Along with AI art’s detrimental effects on creativity and diversity, the technology also has major implications regarding the artistic sector’s economic health and viability. In 2023, China saw a 70% decrease in illustrator jobs, combined with a 40% spike in productivity. Artificial intelligence’s ability to cut back on employment costs while vastly increasing a company’s content output makes it a dangerously lucrative option for individual investors and businesses. AI-generated art also provides an economic safeguard for large companies by removing copyright law from the equation. On August 18, 2023, United States District Court Judge Beryl A. Howell denied copyright protection to art generated by artificial intelligence, specifying the absence of a “guiding human hand” in the AI-generated artwork’s creation as a driving force behind his ruling. By putting all AI-generated art in the public domain, Judge Beryl’s ruling is career-ending for many graphic designers, concept artists, advertisers, and more. This is because, with billions of images in the public domain, the demand for individual consumers and companies to contract graphic designers to do a job becomes low.

Along with its massive financial implications, the rise of AI-generated art has larger significance for all art and society as a whole. Humanity is now faced with an issue: within the reach of our fingertips, we hold the ability to create any digital image imaginable. As a species, do we have the maturity to cast our new, shiny tool aside to ensure we continue to innovate and be original? In 2006, acclaimed scholar Thomas Friedman announced that “the world is now flat.” He meant that, as the result of advances in technology, our world is as “flat” and easily traversable as humans believed it to be thousands of years ago. With artificial intelligence, humanity now has the opportunity to change Friedman’s flat world once again into one with a completely unchanging and uniform landscape, devoid of diversity and individual perspectives. 

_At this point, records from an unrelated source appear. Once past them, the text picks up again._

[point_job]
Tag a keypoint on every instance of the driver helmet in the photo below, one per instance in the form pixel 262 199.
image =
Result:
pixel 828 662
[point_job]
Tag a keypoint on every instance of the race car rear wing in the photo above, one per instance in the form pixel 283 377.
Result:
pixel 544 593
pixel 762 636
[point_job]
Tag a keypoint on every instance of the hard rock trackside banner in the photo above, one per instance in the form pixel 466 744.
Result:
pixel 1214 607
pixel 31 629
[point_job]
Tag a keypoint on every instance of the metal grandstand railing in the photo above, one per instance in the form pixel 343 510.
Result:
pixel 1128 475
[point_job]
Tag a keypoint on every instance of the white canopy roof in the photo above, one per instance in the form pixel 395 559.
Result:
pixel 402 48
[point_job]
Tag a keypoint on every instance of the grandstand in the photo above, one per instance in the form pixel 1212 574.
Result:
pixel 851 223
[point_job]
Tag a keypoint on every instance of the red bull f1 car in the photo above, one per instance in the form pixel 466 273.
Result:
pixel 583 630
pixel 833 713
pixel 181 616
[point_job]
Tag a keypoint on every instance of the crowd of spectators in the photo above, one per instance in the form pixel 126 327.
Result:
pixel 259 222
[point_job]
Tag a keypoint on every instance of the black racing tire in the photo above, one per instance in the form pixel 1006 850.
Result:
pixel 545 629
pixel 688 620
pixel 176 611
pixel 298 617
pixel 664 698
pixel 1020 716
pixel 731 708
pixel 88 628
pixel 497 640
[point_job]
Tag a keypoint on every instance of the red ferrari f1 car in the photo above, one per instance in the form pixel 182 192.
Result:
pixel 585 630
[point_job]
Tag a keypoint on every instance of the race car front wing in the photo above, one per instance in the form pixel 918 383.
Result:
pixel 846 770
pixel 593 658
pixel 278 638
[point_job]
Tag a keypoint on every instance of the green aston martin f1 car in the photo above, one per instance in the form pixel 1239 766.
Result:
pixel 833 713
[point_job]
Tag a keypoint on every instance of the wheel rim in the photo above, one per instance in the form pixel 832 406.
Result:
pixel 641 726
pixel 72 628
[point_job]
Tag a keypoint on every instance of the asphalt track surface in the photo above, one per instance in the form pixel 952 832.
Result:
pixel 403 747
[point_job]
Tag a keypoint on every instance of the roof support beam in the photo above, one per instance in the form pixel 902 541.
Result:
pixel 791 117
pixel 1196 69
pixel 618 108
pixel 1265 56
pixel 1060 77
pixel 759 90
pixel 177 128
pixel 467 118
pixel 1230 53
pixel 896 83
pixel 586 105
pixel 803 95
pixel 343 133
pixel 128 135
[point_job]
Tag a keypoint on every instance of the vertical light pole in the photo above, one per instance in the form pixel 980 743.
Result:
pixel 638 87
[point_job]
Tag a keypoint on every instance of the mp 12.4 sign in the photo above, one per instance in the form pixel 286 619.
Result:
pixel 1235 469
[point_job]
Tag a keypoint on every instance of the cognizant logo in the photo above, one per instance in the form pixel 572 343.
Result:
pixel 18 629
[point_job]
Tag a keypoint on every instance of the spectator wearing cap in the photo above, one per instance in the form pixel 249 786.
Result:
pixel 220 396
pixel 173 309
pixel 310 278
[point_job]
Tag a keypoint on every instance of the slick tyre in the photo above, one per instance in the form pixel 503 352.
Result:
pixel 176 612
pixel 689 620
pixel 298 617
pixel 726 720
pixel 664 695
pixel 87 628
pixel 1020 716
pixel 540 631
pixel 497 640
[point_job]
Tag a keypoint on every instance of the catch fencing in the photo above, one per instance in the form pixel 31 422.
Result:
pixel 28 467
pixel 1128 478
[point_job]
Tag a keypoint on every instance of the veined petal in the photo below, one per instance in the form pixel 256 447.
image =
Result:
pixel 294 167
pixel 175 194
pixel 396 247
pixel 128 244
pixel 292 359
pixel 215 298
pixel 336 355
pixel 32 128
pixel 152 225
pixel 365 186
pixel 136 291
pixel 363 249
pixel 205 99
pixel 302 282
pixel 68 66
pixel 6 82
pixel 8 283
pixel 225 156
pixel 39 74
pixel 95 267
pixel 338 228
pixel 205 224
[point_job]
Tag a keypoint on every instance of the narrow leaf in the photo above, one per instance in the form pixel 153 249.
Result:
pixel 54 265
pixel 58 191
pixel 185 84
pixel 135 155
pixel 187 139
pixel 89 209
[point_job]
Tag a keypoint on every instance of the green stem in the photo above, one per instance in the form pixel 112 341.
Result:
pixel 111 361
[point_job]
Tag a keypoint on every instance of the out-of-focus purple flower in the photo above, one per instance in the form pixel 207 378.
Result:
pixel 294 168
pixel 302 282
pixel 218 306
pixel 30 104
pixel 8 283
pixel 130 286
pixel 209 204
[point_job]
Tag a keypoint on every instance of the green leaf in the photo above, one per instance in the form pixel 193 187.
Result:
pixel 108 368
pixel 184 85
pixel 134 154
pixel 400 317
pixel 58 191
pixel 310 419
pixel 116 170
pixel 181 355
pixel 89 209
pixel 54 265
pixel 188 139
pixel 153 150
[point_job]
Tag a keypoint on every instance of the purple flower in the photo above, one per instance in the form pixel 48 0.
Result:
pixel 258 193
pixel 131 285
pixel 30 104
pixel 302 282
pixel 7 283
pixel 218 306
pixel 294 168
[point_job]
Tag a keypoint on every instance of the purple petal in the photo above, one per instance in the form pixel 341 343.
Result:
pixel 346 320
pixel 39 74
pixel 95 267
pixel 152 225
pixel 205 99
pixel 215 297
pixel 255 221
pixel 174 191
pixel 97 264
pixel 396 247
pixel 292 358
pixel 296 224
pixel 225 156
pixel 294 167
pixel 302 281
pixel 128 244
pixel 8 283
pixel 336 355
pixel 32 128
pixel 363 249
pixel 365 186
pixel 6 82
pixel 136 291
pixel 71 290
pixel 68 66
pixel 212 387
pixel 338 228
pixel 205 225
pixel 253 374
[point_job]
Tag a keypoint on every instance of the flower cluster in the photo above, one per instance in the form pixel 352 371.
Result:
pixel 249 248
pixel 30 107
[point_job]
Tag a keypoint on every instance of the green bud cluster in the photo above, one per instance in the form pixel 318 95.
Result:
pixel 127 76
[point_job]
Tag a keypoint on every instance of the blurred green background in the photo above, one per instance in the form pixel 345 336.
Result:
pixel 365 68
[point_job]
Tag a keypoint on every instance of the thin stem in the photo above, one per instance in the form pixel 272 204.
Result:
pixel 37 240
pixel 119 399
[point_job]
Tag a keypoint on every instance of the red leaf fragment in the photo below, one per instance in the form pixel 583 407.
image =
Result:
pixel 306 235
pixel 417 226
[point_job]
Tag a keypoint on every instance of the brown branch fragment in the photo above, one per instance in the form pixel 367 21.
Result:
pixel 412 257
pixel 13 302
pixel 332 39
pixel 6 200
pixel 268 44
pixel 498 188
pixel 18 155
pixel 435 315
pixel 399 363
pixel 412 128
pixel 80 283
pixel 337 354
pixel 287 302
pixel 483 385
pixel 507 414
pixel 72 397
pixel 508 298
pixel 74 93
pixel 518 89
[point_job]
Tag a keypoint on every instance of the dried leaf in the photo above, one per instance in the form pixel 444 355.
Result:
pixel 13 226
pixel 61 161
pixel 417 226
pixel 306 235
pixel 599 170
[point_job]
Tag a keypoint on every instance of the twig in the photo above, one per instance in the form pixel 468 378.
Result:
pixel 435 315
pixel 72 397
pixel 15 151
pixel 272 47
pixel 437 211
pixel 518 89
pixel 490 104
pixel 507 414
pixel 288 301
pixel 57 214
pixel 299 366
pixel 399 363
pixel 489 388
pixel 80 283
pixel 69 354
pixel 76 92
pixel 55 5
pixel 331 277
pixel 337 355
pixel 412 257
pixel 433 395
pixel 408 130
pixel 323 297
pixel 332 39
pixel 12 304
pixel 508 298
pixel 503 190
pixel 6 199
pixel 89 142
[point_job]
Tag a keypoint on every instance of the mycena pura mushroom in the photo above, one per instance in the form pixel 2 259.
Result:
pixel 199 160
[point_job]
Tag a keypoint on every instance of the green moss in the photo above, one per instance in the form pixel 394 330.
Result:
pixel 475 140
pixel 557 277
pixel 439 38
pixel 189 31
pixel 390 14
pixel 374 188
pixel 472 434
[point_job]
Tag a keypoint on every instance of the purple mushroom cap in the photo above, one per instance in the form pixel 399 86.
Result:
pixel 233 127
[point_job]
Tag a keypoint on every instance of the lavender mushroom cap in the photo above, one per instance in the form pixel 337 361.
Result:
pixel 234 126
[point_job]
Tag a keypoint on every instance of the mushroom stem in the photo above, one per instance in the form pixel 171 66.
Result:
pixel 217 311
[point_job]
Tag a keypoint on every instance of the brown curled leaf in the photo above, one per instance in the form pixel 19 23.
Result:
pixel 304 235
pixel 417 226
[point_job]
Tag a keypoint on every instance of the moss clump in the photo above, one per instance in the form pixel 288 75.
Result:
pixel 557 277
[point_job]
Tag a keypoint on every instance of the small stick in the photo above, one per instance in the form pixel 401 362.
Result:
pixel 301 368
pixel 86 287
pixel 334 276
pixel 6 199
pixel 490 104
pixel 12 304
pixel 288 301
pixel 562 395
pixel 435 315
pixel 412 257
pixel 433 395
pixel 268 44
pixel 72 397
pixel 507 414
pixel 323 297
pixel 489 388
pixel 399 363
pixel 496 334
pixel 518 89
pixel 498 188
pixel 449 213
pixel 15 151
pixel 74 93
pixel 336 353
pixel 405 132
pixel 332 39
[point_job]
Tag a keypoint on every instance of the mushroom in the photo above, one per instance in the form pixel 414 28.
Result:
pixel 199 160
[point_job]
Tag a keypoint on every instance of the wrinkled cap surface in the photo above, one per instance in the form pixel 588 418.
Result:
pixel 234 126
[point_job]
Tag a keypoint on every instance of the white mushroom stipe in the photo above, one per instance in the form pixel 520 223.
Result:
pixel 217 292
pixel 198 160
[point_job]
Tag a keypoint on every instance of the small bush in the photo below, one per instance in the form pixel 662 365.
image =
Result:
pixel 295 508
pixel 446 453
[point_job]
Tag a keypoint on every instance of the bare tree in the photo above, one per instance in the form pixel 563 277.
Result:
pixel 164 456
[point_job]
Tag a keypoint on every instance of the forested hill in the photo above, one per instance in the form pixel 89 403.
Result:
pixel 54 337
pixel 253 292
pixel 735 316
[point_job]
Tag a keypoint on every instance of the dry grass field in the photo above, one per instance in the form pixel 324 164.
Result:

Although artificial intelligence has many disastrous consequences, there is still hope for those whose jobs it could disrupt. AI can be used to automate certain tasks for artists, increasing productivity greatly while still holding the same value in the voice of the artist. AI also lets millions of people, specifically those unskilled with a pencil or paintbrush, create art simply by using the power of their words. AI art provides new creative and financial opportunities for both individuals and businesses alike, but it is up to the human race to decide to what level it consumes our workforces, businesses, and, ultimately, the originality of our species.